When did you begin to self harm and why?

I started when I was twelve and I'm turning fourteen March 1st. When I started it was because at the time I felt like my friends didn't really wanna be friends with me anymore and I had lots of family issues. I also thought I was ugly, fat, and worthless.

The week I started was one of the worst weeks of my life. One of my great great uncles died, and my friends were all excited about how they all got to be in each other's new classes for the marking period and my first legit crush said he wouldn't date girls with glasses, which was me.

Then everyone found out I had a crush on him and they made me look like a freakish stalker. They all told him, asking if he liked me back and he said no so many times that after that he wouldn't even look at me anymore because he thought I asked all of them to ask him when one out of like ten of them I said could ask him because she was one of his best friends.

Then in one of my classes we were watching a movie for fun so for some stupid reason I wrote down a list of everything I hated about myself the day I found out he hated me. The list took four notebook pages front and back.

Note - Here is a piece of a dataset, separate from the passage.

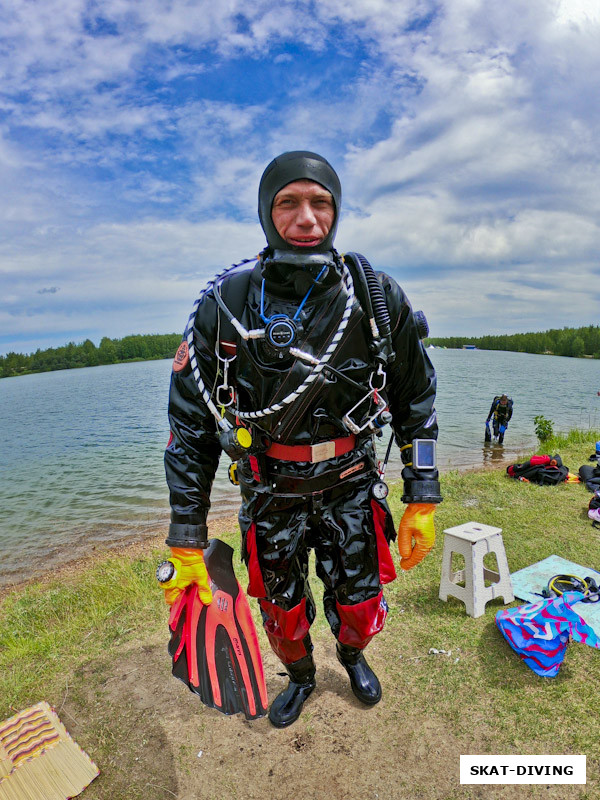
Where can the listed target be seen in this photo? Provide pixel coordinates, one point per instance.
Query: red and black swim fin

I went home that day and thought about it so I broke the razor off of my pencil sharpener just in case. But I never used it. I ended up breaking paper clips and booby pins to scratch to bleeding point. The first time I actually did it was after Before You Exit's radio Disney takeover when I started thinking they would never love me, no one could. So I made four scratches. Within a week my grandpa saw them and my friend Brianna saw them. I had nothing to hide the scratches with.